FILE.0〜魂鬼〜
大切な人を失ったとき、人は鬼になる。
鬼と契約を交わした人を“暗鬼”と呼ぶ。そして、鬼を祓うことを生業としている者を“魂鬼”(タマキ)と呼ぶ。
薄暗い路地裏を一人の少女が疾走、否爆走していた。
艶やかな着流しを来ており、手には小刀を持っている。一見不審人物で、警察に通報されかねない。
「現役陸上部って・・・聞いてないし!!あのやろぉ、何がすぐに捕まる、よ!!」
かれこれ2kmほど走っているのだが、追っている相手は一向に疲れる様子を見せない。むしろこちらがわが疲れているのではどうしようもない。
「だぁーもう!!塾帰りに言うんだったら結界くらいはっておけクソジジィー!!」
夜空の満天の星に向かって叫んだ少女の名を、狐童参月と言った。いささか口が悪いようだが、本人は直すつもりは更々ない。
しばらく走ったところの十字路で、参月がはたと立ち止まった。
別に、自分が走らなくてもよくない?
考えが浮かんだ瞬間、参月は十字路を右に曲がった。そして、空に向かって印を書いた。
「えっと・・・なんだっけ?足止めだから・・・あ、“魂鬼、使い魔、金縛り”」
そのころ、参月が追っている相手は橋を歩いていた。少し前から参月の足音が聞こえなくなったため、あきらめたのだろうと思い走るのをやめた。
「ッハ・・・あの女、ずいぶんしつこく付きまとってきたが・・・まあ、これであいつに復讐が出来る」
ニタリと笑って握りこぶしをつくる。その拳が、瞬く間に巨大化し鋼のごとく硬くなる。
これが“暗鬼”。大切な人を失い、鬼と契約を交わした者を称する。暗鬼となった者を外見だけで判断するのはまず無理に等しい。だが、鬼の本性は残忍で破壊願望があるため“暗鬼”となった者の性格が変わることが多い。
最も元々の性格が凶暴ならば変わりなく生活をしているのだが・・・。
「・・・!?何だこれ!?体が動かねえ・・・!!」
“暗鬼”が歩こうとした刹那、橋の下より黒い影が這い上がって来た。一瞬のうちに“暗鬼”の体が、金縛りにあったかのように動かなくなる。
そして、その体は乗っ取られたの様に今来た方角へと逆走していた。
「な、何なんだよ!?」
持ち前の脚力を活かして橋を全力で走っている、否、走らされている。
「いやぁ。ご苦労様やね!!あたしから逃げようなんて百万年早いわ!!」
橋からさらに1kmほど離れたところで、参月が待ち構えていた。多少関西弁の使い方がおかしいが、本人が癖で使っているので気にしないことをお勧めする。
「何なんだよお前!!」
全力疾走で走らされた“暗鬼”が息も絶え絶えに言う。
これは、なんとも仕事が楽でいいわ。
内心これ以上走ると仕事の達成に支障が出ると思っていたので、自分の思い付きを誉めてあげたいくらいだった。

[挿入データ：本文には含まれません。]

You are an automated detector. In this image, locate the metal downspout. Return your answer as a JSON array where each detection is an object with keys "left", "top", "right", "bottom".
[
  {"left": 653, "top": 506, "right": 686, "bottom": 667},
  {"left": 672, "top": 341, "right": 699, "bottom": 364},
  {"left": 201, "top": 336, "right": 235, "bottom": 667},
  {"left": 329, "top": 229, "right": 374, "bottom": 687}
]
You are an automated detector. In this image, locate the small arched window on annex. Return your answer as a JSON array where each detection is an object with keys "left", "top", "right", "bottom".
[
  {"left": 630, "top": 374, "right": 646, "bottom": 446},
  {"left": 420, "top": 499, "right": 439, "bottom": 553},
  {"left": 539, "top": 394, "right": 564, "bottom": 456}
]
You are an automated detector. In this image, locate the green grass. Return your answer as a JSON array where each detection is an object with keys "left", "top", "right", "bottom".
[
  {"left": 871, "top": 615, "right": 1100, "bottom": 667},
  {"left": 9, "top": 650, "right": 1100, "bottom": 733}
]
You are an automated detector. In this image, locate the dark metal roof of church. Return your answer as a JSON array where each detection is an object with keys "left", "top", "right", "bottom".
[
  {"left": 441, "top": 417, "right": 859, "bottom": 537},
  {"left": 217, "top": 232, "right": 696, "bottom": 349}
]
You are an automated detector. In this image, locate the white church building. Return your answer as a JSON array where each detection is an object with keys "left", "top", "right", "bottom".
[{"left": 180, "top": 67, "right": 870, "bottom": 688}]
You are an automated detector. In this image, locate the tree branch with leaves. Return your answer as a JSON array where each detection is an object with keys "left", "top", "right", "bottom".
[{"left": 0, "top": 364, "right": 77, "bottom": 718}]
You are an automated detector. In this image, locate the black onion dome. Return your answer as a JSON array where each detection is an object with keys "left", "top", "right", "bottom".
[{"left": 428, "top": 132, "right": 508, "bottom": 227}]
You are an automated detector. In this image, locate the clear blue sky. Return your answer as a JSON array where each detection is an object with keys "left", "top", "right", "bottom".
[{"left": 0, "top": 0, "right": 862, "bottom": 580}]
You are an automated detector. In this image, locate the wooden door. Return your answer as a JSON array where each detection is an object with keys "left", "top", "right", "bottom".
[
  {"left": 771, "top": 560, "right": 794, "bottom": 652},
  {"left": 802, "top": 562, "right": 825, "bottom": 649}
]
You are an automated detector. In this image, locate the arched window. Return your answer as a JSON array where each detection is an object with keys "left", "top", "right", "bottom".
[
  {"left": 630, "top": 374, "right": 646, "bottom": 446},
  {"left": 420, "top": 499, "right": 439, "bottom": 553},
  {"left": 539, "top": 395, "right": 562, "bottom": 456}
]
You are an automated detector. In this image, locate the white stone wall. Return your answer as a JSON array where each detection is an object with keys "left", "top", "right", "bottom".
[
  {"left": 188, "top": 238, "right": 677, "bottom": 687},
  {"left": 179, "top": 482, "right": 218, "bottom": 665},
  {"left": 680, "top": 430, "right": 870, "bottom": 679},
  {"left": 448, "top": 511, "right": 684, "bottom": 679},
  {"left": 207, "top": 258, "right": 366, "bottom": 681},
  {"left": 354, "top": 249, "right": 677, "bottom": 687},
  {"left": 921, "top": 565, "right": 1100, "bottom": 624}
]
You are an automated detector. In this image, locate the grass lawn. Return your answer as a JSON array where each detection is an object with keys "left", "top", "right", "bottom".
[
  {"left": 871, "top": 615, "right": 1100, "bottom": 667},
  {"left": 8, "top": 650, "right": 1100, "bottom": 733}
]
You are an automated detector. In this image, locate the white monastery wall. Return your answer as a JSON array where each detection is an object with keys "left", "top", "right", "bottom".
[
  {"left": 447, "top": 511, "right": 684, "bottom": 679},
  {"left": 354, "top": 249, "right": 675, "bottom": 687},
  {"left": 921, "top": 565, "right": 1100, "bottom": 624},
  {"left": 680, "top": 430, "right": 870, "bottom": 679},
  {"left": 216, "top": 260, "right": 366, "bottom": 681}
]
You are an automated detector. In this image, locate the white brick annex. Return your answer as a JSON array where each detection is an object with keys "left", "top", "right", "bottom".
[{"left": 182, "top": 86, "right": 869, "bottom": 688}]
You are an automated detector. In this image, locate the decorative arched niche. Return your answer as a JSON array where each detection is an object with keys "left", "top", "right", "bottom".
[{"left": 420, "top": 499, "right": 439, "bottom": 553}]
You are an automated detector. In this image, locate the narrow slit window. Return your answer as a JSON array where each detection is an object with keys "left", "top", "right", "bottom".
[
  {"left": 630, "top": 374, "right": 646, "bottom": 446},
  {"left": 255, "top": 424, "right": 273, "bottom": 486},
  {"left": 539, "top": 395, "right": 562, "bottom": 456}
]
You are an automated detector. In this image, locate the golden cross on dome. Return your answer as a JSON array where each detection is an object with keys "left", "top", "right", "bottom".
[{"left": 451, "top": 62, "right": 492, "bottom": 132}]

「私?私は・・・“魂鬼”って知ってる?知ってるわよねぇ、最初に鬼から教えてもらったでしょ?」
元来鬼という者は、平安の頃より人の闇に巣食う存在。当時よりその鬼を祓う存在を魂の鬼、“魂鬼”と称し、崇められていた。だが、時代の流れにより大勢いた“魂鬼”も忘れ去られていった。
そして現在、“魂鬼”と名乗る事を許されたのは全国に9人しかいない。
「鬼を・・・祓う存在・・・“魂鬼”」
「だーいせーいかいー。まぁ、知ったとしてもすぐ忘れるけどね!!」
参月が小刀を手に地を蹴る。履いていた下駄が、カランと鳴った。“暗鬼”目指して一直線に小刀を振り下ろす。
『この世に巣食う闇の鬼よ、狐童参月の名においてここに封印せん!暗鬼封囲!!』
“暗鬼”の右肩に小刀を刺し、言霊を唱える。
断末魔の叫び声をあげることも許さず、“暗鬼”を封印する。“魂鬼”に封印された鬼は“暗鬼”から離れ、黄泉の地獄へと落とされる。
参月に刺された“暗鬼”は血を流している様子が全く見られない。
「・・・これにて一件落着、かな?」
肩にずり落ちてきた襟をなおしながら、ポツリと呟く。そして、夜空に向かって大きく背伸びをした。